While the members of the Yale Symphony Orchestra (YSO) have traveled and performed in many foreign lands, the group will undertake its first domestic tour during spring break this month. On Monday, March 16, the YSO will perform under the baton of music director Shinik Hahm in the Boston-based New England Conservatory's Jordan Hall. The family concert is designed to promote and support Project STEP, a Boston minority string tutorial and education program. A graduate of the STEP program will perform as a soloist with the YSO; the concert will also feature a solo by Mimi Solomon '99 of Davenport College. The YSO will also present a "light pops" program featuring Daniel Adamson '98 of Calhoun College in Bethel, Maine, on Wednesday, March 18, and will perform assorted chamber music works in the first Portsmouth [New Hampshire] Chamber Music Festival on Friday, March 20. For more information, call 432-4140.
Five Yale faculty members will share their expertise with about 600 high school juniors from 45 towns in Connecticut, New York and Rhode Island during this spring's "Frontiers of Science and Engineering 1998" lecture series. Sponsored by the Faculty of Engineering, the series is held on Saturday mornings March 7-April 4 in the Becton Engineering and Applied Science Center. This year's program is directed by Turan Onat, professor of mechanical engineering. The featured speakers and their topics will be: Mitchell D. Smooke, the Strathcona Professor of Mechanical Engineering and professor of applied physics, "Fires, Flames and the Environment"; Robert M. Macnab, professor of molecular biophysics and biochemistry, "Structure and Function of the World's Tiniest Motor: Bacterial Flagellum"; Jay J. Ague, associate professor of geology and geophysics, "Mineral Resources and the Environment"; Katepalli Sreenivasan, the Harold W. Cheel Professor of Mechanical Engineering, Physics and Applied Physics, "Water Under the Bridge: How Little We Understand"; and Thomas Graedel, professor of forestry and environmental studies and of chemical engineering, "Industrial Ecology: Framework for Sustainability."
The Law School's Schell Center for International Human Rights has designated attorney and author Gregory H. Fox as a Schell Senior Fellow for the spring semester. Fox is former codirector of New York University's Center for International Studies and was an adjunct professor of law there, teaching courses on the constitutional law of the United Nations, international law and armed conflict, and the international legislative process. As a McArthur Foundation/Social Science Research Council Fellow in International Peace and Security, he did research on a nation's right to political participation in international law, and as a visiting researcher at the Max Planck Institute for Comparative Public Law and Public International Law in Heidelberg, Germany, he studied conflicts between treaty systems and strategies for their resolution. In 1996, Fox spent six months in Eritrea working as an attorney for the nation's government in an arbitration against the Republic of Yemen.
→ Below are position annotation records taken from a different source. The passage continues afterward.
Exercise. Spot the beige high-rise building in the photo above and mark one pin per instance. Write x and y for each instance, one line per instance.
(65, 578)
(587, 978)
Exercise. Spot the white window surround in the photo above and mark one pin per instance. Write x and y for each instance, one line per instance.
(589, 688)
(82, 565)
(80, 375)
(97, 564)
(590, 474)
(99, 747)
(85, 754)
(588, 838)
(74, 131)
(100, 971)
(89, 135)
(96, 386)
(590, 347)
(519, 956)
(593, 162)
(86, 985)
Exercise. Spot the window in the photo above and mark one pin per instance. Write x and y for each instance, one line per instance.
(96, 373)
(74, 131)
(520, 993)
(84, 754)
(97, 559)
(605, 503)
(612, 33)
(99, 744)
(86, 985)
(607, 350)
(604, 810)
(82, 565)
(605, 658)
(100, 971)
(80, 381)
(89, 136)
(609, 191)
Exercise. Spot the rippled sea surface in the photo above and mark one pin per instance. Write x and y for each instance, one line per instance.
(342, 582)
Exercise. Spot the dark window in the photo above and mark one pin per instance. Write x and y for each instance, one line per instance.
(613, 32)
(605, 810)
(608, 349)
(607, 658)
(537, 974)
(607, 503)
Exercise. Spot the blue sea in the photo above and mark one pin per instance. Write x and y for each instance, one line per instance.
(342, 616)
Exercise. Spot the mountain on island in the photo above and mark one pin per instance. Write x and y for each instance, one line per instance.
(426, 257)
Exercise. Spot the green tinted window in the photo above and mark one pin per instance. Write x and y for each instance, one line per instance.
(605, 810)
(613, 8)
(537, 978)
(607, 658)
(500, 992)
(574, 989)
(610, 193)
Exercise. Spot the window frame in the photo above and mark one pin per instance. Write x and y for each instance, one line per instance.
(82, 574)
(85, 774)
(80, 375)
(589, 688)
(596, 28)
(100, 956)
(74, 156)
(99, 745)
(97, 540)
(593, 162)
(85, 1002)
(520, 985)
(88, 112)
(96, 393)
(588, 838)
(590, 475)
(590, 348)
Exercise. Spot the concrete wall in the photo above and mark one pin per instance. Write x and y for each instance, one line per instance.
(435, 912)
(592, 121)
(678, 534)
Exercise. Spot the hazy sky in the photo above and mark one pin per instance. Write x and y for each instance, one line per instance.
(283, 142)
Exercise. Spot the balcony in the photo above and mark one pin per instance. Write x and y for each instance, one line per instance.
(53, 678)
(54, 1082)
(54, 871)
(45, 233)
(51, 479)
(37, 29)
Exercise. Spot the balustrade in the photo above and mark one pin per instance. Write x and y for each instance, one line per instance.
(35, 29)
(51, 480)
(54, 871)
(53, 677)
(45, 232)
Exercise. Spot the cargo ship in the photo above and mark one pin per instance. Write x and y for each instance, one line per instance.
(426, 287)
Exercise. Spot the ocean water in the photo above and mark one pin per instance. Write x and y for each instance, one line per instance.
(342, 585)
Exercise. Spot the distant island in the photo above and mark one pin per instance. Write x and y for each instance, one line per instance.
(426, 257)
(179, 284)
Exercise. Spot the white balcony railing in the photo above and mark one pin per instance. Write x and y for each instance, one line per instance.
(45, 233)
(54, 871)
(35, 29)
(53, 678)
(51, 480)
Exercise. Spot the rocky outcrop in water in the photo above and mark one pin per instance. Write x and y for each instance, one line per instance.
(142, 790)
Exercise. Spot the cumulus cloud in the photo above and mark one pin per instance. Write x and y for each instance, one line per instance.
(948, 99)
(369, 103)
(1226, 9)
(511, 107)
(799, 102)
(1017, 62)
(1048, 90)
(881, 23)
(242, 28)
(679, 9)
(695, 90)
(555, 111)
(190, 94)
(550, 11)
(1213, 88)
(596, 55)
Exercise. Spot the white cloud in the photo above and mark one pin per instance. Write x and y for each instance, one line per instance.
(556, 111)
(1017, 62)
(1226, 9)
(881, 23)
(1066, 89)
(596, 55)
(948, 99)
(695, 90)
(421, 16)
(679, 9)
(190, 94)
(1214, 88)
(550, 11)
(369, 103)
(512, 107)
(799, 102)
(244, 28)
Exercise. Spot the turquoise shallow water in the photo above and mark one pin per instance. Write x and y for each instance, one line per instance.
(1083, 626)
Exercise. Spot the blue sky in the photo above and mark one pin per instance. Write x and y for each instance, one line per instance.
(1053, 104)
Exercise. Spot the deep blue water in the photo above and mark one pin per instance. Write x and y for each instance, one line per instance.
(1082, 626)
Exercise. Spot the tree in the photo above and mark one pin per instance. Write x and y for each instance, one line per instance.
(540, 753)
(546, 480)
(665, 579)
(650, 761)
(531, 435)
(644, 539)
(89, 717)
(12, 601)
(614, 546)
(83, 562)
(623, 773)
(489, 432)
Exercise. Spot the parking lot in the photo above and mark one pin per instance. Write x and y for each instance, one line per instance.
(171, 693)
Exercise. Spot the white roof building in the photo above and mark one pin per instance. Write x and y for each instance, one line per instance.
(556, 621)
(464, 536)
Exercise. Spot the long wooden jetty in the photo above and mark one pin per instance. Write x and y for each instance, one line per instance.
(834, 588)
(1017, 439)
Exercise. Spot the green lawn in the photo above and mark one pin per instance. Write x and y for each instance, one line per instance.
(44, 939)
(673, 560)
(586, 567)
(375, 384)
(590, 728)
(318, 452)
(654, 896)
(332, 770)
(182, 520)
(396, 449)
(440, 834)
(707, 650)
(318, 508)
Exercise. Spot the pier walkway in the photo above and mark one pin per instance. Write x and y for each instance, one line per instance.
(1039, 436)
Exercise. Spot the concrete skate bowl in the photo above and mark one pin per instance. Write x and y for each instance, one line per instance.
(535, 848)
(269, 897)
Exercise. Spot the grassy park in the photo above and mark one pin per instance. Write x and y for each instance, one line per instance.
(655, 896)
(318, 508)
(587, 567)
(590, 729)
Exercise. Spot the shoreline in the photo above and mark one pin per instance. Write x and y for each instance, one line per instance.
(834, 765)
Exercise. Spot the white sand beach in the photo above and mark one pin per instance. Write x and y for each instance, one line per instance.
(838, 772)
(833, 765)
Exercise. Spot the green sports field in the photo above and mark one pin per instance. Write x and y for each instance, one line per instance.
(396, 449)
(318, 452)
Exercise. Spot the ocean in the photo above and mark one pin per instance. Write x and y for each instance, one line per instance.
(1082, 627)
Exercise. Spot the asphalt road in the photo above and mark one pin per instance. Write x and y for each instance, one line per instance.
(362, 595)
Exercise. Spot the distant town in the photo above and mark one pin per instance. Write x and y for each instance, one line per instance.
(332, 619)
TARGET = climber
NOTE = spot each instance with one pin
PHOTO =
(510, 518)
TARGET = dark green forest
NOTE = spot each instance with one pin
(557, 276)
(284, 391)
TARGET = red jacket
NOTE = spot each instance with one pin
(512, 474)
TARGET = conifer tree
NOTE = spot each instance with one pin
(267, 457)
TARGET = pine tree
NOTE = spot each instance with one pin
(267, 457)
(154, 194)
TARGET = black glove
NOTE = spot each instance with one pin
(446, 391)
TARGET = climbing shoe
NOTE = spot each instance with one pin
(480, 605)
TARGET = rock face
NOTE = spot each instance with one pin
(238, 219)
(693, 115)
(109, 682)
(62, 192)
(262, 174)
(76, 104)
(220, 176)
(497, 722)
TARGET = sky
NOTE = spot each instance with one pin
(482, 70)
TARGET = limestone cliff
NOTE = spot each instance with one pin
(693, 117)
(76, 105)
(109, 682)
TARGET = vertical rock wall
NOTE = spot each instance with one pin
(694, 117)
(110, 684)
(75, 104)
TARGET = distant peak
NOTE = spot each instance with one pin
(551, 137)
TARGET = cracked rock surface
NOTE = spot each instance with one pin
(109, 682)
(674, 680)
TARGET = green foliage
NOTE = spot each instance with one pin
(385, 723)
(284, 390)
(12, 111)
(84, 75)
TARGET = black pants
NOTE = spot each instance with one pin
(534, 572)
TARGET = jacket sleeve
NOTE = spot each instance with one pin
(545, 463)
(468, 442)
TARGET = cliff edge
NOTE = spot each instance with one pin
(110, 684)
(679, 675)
He is the author of numerous articles on such topics as the right to political participation, self-determination, international law and civil wars, and the act of state doctrine. He is the coeditor (with Thomas Franck) of "International Law Decisions in National Courts." At Yale, Fox will teach an undergraduate human rights course and work on a book tentatively titled "Democracy and International Law."
To celebrate the publication of "The Yale Younger Poets Anthology," the Yale University Press will host a reading by four poets whose works are included in the volume on Saturday, April 4, at 2 p.m. at Borders Books and Music, 57th Street and Park Avenue, New York City. The poets participating in the reading will be Robert Hass, poet laureate of the United States 1995-97, who won the Yale contest in 1973 for his manuscript "Field Guide"; Carolyn Forche, who will read from Ellen Hinsey's 1995 award-winning book "Cities of Memory" as well as her own 1976 book, "Gathering the Tribes"; Julie Agoos, who won the award in 1987 for "Above the Land" and just published her second book of poetry; and George Bradley, who received the Yale prize in 1986 for "Terms To Be Met" and is editor of "The Yale Younger Poet Anthology." The anthology includes verses from each of the winners in the Yale Younger Poets contest, the annual prize open to writers under the age of 40 who have not yet published a book of poetry. Among the other poets whose works are included in the anthology are Adrienne Rich, John Ashbery and Muriel Ruykeser.